When I started this blog almost a year ago, I wrote that one of the major myths of foreclosure defense is that a borrower can get a free home if they fight their foreclosure. What was true then remains true today: foreclosure defense is not about getting a free home.
Obtaining a free home in a foreclosure defense case is a completely unrealistic goal. While lenders and servicers have made a mess out of the foreclosure process–and continue to do so–these mistakes can, and certaintly will, be corrected at some point in time. Faulty notices can be corrected, loan modifications can be re-reviewed properly, and missing promissory notes can still be enforced. A lender is doing a foreclosure because a great deal of money is at stake: anywhere from $100,000-$500,000 (and sometimes even more). If a lender has made a mistake in the foreclosure process, it will be corrected: there is too much money involved to do otherwise. In short, without dealing with the unpaid debt that caused the foreclosure, the ax will eventually fall for the homeowner.

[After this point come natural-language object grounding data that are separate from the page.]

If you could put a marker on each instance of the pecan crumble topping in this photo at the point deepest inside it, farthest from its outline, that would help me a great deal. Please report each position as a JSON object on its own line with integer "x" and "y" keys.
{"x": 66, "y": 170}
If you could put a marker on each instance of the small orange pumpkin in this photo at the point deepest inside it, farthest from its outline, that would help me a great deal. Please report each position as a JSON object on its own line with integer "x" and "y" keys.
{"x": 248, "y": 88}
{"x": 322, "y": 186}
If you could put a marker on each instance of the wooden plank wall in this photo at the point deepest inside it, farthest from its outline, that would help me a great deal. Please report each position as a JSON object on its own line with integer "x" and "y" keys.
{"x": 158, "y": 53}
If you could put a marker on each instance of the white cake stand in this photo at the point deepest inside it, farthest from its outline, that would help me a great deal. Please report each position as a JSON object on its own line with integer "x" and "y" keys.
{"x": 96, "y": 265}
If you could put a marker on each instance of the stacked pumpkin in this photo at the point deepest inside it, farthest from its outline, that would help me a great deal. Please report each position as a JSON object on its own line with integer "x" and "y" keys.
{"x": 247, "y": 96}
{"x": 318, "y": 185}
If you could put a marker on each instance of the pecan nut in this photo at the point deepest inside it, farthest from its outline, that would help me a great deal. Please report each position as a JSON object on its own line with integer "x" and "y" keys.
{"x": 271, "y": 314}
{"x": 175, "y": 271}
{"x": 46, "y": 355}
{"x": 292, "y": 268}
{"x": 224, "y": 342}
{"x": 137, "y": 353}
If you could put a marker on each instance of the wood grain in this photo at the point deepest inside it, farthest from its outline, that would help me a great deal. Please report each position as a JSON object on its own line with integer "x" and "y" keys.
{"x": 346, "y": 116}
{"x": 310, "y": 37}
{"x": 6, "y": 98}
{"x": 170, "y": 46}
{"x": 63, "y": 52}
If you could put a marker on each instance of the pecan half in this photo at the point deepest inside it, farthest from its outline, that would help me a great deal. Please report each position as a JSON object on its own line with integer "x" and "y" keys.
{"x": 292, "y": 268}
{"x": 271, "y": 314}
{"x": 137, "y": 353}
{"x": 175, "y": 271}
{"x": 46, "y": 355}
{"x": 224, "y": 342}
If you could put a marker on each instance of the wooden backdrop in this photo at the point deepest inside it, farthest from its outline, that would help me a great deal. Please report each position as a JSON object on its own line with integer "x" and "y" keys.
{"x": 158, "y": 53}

A much more realistic goal for foreclosure defense is affordability: obtaining a mortgage loan that a homeowner can pay. A well-crafted foreclosure defense can convince a lender that a reasonable loan modification is a better option than spending years in litigation. But, make no mistake: even the best lawsuit is never going to convince a lender to give up their mortgage on a home.
As a foreclosure defense attorney, I practice what I preach: I do not accept clients with unrealistic goals in foreclosure defense, nor do I advocate legal arguments that would amount to a court giving my client their home for free. Attorneys and pro se litigants who do make these arguments cause much more harm than good; not only do they hurt their own cases, they make this area of law harder for everyone else.